Vietnam or Thailand ? Vote for the TOP Country of the Week !

Updated: June 8, 2025


I feel sure that they would be glad to take this house from us with most of our furniture, and they would be willing to pay handsomely for the lease. I can employ Trumbull to speak to Plymdale about it."

And that debt must be paid within the next few months, else we shall have our furniture sold. If young Plymdale will take our house and most of our furniture, we shall be able to pay that debt, and some others too, and we shall be quit of a place too expensive for us. We might take a smaller house: Trumbull, I know, has a very decent one to let at thirty pounds a-year, and this is ninety."

Plymdale thought that Rosamond had been educated to a ridiculous pitch, for what was the use of accomplishments which would be all laid aside as soon as she was married?

"I suspect you know nothing about Lady Blessington and L. E. L." Rosamond herself was not without relish for these writers, but she did not readily commit herself by admiration, and was alive to the slightest hint that anything was not, according to Lydgate, in the very highest taste. "But Sir Walter Scott I suppose Mr. Lydgate knows him," said young Plymdale, a little cheered by this advantage.

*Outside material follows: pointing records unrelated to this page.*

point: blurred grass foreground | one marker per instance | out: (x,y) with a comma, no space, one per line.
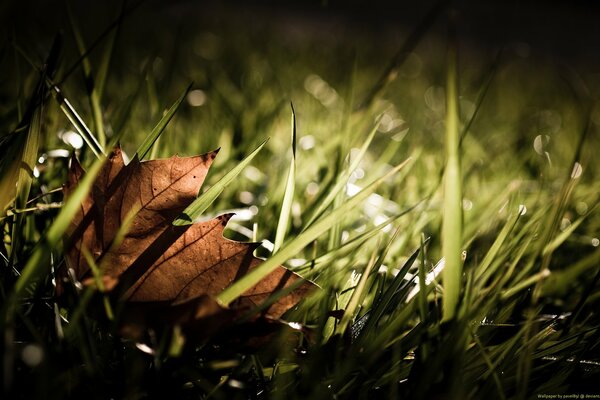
(470,272)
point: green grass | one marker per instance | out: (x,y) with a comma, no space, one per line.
(482,165)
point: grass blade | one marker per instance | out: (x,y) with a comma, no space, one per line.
(299,242)
(288,197)
(146,145)
(452,220)
(91,88)
(38,259)
(197,208)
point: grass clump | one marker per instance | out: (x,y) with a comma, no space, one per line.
(452,228)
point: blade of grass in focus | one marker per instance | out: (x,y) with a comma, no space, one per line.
(452,208)
(93,93)
(147,144)
(288,197)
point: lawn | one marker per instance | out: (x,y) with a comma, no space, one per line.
(428,172)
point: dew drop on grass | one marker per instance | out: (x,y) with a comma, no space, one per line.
(522,209)
(539,144)
(581,207)
(246,197)
(312,188)
(196,98)
(32,355)
(307,142)
(467,205)
(577,170)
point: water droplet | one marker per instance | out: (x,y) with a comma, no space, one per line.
(577,170)
(32,355)
(522,209)
(581,208)
(196,98)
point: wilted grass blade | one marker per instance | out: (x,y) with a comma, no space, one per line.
(288,197)
(197,208)
(146,145)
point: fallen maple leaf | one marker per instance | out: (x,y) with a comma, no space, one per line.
(160,270)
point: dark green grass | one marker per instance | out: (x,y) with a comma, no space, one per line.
(522,319)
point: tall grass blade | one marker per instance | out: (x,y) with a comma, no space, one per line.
(295,245)
(452,208)
(147,144)
(288,197)
(389,74)
(39,258)
(342,179)
(356,295)
(197,208)
(93,95)
(77,122)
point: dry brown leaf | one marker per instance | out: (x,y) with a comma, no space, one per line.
(159,266)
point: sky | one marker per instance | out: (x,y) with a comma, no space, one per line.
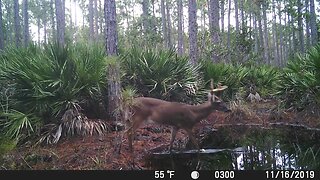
(138,10)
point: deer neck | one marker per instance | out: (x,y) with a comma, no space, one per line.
(202,111)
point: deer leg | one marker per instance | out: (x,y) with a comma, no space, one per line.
(173,136)
(136,121)
(193,139)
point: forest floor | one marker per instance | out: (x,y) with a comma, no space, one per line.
(98,152)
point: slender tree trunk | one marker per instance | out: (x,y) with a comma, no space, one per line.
(17,23)
(261,42)
(45,39)
(280,46)
(180,30)
(91,24)
(236,15)
(243,21)
(313,24)
(169,25)
(39,28)
(1,30)
(114,85)
(101,19)
(266,39)
(222,15)
(289,37)
(300,26)
(256,38)
(193,31)
(75,13)
(96,16)
(214,29)
(308,43)
(145,17)
(229,30)
(53,24)
(164,24)
(9,34)
(60,21)
(26,23)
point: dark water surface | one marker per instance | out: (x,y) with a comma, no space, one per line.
(248,148)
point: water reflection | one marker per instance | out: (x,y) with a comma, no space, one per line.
(251,148)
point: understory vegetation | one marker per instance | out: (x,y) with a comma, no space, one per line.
(50,91)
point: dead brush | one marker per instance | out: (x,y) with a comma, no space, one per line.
(241,113)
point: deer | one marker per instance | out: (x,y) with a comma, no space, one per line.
(175,114)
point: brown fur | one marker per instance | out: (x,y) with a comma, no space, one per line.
(177,115)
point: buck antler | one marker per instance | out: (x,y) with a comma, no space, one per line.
(177,115)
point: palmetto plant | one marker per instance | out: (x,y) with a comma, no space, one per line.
(161,74)
(300,82)
(48,82)
(226,74)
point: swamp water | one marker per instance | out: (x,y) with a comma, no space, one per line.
(241,147)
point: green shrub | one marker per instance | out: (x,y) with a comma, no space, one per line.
(161,74)
(46,82)
(300,80)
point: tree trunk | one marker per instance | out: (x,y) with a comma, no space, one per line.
(9,35)
(91,26)
(1,30)
(214,29)
(114,86)
(229,29)
(60,21)
(53,24)
(307,23)
(39,27)
(266,39)
(193,31)
(17,23)
(243,21)
(26,23)
(236,16)
(280,62)
(261,42)
(169,25)
(180,30)
(101,19)
(222,16)
(313,24)
(256,38)
(145,17)
(96,15)
(274,33)
(300,26)
(45,39)
(164,24)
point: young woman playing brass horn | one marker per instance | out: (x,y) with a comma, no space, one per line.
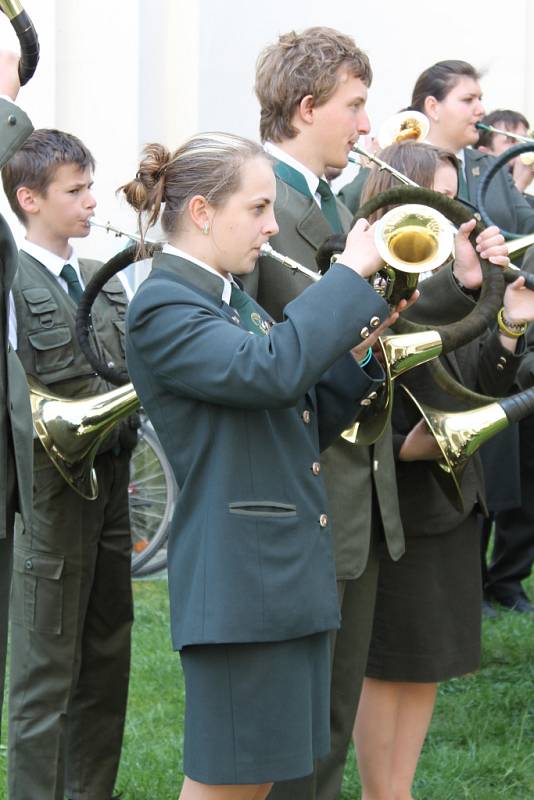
(242,407)
(427,617)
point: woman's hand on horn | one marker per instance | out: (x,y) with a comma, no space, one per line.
(360,351)
(490,245)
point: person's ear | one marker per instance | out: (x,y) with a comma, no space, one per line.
(306,108)
(28,200)
(200,213)
(431,108)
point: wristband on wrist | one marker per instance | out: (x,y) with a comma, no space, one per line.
(367,357)
(511,329)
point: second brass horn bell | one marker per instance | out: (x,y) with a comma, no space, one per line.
(400,352)
(459,434)
(411,239)
(71,431)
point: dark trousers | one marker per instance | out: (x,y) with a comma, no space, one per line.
(71,621)
(513,552)
(6,563)
(350,646)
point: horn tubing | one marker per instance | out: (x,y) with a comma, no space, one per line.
(519,405)
(488,176)
(27,36)
(490,129)
(474,324)
(83,317)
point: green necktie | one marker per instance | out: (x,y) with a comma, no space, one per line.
(68,273)
(463,191)
(329,207)
(250,317)
(297,181)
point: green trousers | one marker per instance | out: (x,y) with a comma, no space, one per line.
(350,647)
(71,617)
(6,563)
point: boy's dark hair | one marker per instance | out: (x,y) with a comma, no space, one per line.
(35,164)
(503,118)
(438,80)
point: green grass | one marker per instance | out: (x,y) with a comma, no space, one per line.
(480,747)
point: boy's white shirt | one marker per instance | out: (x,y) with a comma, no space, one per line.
(54,264)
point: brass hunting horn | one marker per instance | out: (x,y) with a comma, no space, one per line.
(71,431)
(400,353)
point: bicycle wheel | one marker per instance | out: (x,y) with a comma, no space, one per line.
(152,496)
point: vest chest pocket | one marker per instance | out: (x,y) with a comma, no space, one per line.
(120,326)
(40,302)
(52,348)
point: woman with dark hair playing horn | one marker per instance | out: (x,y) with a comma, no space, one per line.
(449,94)
(427,616)
(243,407)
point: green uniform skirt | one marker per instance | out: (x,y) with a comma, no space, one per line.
(427,615)
(257,712)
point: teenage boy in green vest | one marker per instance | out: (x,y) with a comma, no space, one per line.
(72,604)
(312,88)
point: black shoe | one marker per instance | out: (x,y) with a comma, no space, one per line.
(516,602)
(488,612)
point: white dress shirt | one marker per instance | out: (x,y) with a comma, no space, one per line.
(227,288)
(311,178)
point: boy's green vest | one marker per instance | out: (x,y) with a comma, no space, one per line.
(46,330)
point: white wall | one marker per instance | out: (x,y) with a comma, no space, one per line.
(119,73)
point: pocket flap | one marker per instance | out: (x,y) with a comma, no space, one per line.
(39,300)
(50,338)
(39,564)
(263,508)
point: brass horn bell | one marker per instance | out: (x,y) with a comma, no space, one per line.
(71,431)
(411,239)
(400,352)
(459,435)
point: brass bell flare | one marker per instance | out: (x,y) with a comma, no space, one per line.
(400,353)
(406,126)
(459,435)
(72,431)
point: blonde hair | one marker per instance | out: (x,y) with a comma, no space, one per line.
(208,164)
(302,64)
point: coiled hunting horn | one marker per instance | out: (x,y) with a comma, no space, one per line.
(27,36)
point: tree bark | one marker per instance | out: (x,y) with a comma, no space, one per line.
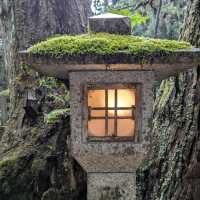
(35,157)
(173,170)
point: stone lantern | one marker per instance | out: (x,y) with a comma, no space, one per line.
(111,107)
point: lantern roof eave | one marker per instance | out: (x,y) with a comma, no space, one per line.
(164,65)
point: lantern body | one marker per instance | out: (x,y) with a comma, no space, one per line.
(110,115)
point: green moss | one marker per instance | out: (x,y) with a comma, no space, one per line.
(104,44)
(5,93)
(55,115)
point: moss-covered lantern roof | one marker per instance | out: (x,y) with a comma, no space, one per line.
(59,55)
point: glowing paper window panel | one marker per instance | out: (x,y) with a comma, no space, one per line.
(111,112)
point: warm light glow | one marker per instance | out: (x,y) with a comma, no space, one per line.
(114,103)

Lydgate surveyed her for a moment, as if he were looking for symptoms, and then said, "Oh, if I could have got six hundred from Plymdale for furniture and as premium, I might have managed. I could have paid off Dover, and given enough on account to the others to make them wait patiently, if we contracted our expenses." "But I mean how much should you want if we stayed in this house?"

Ned, purposely caustic. "On the contrary," said Lydgate, showing no smart; but smiling with exasperating confidence at Rosamond. "It would be worth knowing by the fact that Miss Vincy could tell it me." Young Plymdale soon went to look at the whist-playing, thinking that Lydgate was one of the most conceited, unpleasant fellows it had ever been his ill-fortune to meet.

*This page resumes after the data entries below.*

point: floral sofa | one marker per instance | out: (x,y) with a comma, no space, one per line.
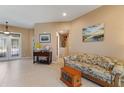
(103,70)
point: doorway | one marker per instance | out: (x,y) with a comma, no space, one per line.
(62,43)
(10,46)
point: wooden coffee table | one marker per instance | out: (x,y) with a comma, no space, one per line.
(70,76)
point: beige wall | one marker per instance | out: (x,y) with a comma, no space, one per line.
(27,35)
(50,28)
(113,44)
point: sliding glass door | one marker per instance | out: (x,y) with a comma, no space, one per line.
(3,48)
(10,47)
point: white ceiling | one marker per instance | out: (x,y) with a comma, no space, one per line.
(26,16)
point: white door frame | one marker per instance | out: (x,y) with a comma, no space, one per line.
(8,45)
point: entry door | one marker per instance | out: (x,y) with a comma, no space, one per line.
(10,47)
(15,48)
(3,48)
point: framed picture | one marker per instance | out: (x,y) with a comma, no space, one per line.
(45,38)
(93,33)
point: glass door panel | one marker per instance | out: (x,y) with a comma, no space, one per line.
(3,48)
(15,47)
(10,46)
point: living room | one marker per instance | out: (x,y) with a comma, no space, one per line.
(107,45)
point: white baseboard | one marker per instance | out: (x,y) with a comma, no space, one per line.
(26,57)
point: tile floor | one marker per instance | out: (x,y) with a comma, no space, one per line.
(23,73)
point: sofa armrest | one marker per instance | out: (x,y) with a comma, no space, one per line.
(116,81)
(66,59)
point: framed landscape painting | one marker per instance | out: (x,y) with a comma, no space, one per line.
(93,33)
(45,38)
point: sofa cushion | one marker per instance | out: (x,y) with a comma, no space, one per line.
(118,69)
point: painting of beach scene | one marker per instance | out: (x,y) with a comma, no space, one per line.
(93,33)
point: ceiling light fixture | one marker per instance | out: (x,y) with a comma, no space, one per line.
(64,14)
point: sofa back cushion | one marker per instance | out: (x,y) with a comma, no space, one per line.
(102,61)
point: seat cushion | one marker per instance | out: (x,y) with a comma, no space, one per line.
(93,70)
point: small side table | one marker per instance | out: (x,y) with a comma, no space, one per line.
(71,76)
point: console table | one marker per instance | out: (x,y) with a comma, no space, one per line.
(45,54)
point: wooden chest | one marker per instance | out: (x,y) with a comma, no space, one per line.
(71,76)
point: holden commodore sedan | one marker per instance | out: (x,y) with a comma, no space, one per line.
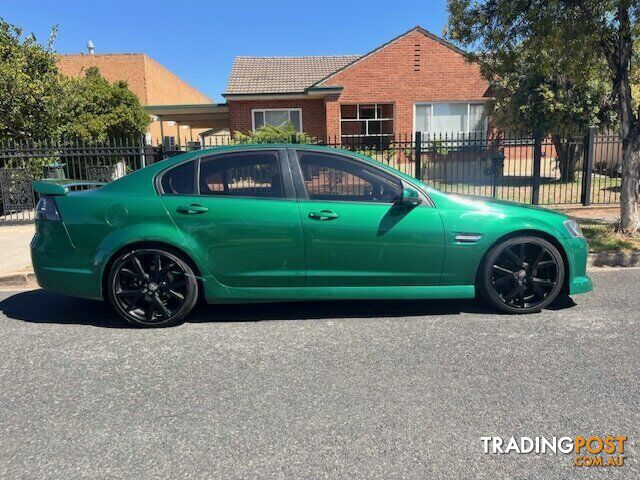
(264,223)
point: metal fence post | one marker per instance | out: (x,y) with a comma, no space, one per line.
(418,155)
(537,156)
(587,167)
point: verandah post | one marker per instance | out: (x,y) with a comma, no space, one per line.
(418,155)
(587,167)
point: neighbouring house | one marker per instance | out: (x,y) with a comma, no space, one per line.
(415,82)
(180,113)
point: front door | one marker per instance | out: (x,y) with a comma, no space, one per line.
(355,233)
(239,214)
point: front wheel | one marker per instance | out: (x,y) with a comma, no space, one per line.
(522,275)
(152,287)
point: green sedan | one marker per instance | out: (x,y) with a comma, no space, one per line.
(264,223)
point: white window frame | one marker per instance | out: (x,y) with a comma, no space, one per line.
(468,103)
(366,120)
(265,110)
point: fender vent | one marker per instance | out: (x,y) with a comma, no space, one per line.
(467,237)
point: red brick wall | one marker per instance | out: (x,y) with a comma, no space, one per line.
(313,114)
(413,69)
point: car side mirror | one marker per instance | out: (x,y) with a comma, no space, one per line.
(409,197)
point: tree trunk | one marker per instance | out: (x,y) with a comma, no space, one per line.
(568,153)
(629,219)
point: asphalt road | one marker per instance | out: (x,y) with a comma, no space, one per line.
(332,390)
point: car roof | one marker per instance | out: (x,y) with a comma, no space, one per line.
(279,146)
(144,179)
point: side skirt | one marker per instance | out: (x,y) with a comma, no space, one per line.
(245,295)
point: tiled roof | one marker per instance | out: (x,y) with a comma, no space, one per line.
(256,75)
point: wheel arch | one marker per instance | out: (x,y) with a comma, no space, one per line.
(149,244)
(531,232)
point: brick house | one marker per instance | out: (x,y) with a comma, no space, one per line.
(161,91)
(416,81)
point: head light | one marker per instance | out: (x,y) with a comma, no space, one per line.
(573,228)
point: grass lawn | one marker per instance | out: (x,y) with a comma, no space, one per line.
(603,238)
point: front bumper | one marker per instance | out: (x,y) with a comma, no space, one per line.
(577,250)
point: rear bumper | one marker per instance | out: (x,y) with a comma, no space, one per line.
(60,267)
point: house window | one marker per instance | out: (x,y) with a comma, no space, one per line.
(451,118)
(277,117)
(369,124)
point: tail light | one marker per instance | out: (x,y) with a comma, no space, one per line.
(47,210)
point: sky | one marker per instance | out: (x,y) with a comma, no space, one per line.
(197,40)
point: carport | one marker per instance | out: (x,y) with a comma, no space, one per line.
(198,116)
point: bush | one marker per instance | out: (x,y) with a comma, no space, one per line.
(285,133)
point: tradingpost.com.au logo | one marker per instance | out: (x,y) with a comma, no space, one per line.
(592,451)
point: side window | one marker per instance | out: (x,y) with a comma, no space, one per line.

"And a good wife poor Harriet has been," said Mrs. Plymdale. "She thinks her husband the first of men. It's true he has never denied her anything." "Well, we shall see what she will do," said Mrs. Hackbutt. "I suppose she knows nothing yet, poor creature. I do hope and trust I shall not see her, for I should be frightened to death lest I should say anything about her husband.

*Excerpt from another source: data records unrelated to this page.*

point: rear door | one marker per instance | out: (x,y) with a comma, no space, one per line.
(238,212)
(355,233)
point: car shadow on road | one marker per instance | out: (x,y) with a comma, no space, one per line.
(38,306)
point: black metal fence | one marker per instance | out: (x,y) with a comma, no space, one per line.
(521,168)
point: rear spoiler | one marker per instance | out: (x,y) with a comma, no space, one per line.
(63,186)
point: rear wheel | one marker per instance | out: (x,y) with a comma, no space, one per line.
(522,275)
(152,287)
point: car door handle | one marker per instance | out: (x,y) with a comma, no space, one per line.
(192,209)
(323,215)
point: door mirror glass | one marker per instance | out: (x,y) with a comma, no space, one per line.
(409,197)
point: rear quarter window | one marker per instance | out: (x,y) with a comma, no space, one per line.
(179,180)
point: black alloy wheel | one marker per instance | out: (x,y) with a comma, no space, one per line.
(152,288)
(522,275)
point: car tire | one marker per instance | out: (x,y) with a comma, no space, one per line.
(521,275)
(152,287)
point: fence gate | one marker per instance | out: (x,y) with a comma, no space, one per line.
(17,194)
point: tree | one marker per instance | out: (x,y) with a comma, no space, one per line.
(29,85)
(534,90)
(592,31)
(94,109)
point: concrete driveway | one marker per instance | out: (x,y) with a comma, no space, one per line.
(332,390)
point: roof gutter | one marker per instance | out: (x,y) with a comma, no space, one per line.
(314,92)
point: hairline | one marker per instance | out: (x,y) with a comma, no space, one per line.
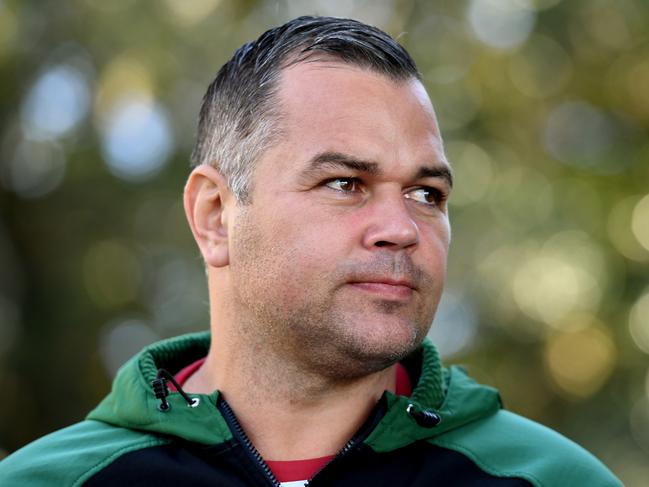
(276,118)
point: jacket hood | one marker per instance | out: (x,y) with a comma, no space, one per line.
(448,392)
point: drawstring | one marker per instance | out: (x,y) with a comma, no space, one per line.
(161,391)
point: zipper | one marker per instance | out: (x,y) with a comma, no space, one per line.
(371,422)
(254,455)
(345,449)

I have pointed out what is the only probability," said Lydgate, impatiently. Then checking himself, he went on more quietly "I think I see one resource which would free us from a good deal of the present difficulty. I hear that young Ned Plymdale is going to be married to Miss Sophy Toller. They are rich, and it is not often that a good house is vacant in Middlemarch.

Sprague. "We ought not to be talking of this before you." "I am sure I have no reason to be partial," said Mrs. Plymdale, coloring. "It's true Mr. Plymdale has always been on good terms with Mr. Bulstrode, and Harriet Vincy was my friend long before she married him. But I have always kept my own opinions and told her where she was wrong, poor thing. Still, in point of religion, I must say, Mr.

Bulstrode and some of his frequent opponents perhaps Mr. Hackbutt might have been one of them. That would account for everything. But when she was in conversation with Mrs. Plymdale that comforting explanation seemed no longer tenable.